Liz Shannon Miller of Consequence lauded the series's ability to create suspense in a story where certain characters are predetermined to survive. She described the scene where Jimmy convinces Lalo to send Kim in his place as a "masterclass moment for the series in general and Odenkirk as an actor in particular". Jackson said the episode "pulses with nocturnal suspense, your reward after several hours of carefully constructed plot".

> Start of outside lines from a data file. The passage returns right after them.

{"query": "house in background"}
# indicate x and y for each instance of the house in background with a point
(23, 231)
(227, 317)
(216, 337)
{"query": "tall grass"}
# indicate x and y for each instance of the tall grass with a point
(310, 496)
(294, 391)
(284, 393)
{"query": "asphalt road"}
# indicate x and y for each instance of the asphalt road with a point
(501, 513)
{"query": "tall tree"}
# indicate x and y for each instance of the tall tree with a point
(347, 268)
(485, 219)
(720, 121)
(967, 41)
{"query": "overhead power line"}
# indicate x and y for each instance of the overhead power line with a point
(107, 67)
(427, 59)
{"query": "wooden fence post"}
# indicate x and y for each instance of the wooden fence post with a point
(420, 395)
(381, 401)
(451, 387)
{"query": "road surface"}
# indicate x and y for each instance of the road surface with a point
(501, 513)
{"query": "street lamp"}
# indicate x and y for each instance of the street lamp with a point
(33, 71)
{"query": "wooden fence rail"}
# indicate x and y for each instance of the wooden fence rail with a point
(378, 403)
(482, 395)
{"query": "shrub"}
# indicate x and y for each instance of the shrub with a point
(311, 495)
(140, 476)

The confrontation between Gus and Lalo was singled out as the high point of the episode. Tobias said Gus's invective about the Salamancas was reminiscent of the scene in True Romance (1993) where Dennis Hopper's character uses his last words to insult his executioner. However, Tobias was also critical of Gus's decision to hide a gun under the excavator, which he felt was "more a sign of narrative convenience than planning". Harley felt the second half of the episode was predictable but nevertheless "anxiety-inducing and gripping". He complimented Dalton's "wildly entertaining" performance and said "Point and Shoot" was, despite its flaws, "some damn good, well-made television with mesmerizing acting across the board". Potts lamented the departure of Dalton, praising the character's charisma and charm. She also opined Banks delivered a "typically outstanding performance" and described him as the actor "most frustratingly denied an Emmy" for his work on the show and its predecessor. Greene highlighted the camera work and Banks's "slow-burn, even keel" performance as the best parts of the episode. Michael Hogan of Vanity Fair compared Lalo to the Joker and the episode's storyline to Miami Vice and Beverly Hills Cop. "This is how it should be," he wrote, "a showdown between the two big baddies, nobody else around." Hogan described Gus's speech as a "fun spin" on the Hollywood cliche of a villain letting the hero give a speech because "we can't really be sure which of these drug lords is the hero and which is the villain, and the speech itself is just a stalling tactic". One aspect of the episode that received criticism was the shootout between Gus and Lalo. Power and Rolling Stones Alan Sepinwall felt the scene was too darkly lit and compared it to the fight scene in the Game of Thrones episode "The Long Night". Power wrote, "Unfortunately, Better Call Saul has succumbed to the vogue for filming key scenes at night and in near total darkness ... [and] a seismic confrontation goes off with a muggy whimper." Despite this, Power gave the episode a positive review, concluding that Better Call Saul had "completed its transformation into one of the most riveting – and bleakest – dramas of the streaming age".

=== Ratings ===
An estimated 1.16 million viewers watched "Point And Shoot" during its first broadcast on AMC on July 11, 2022.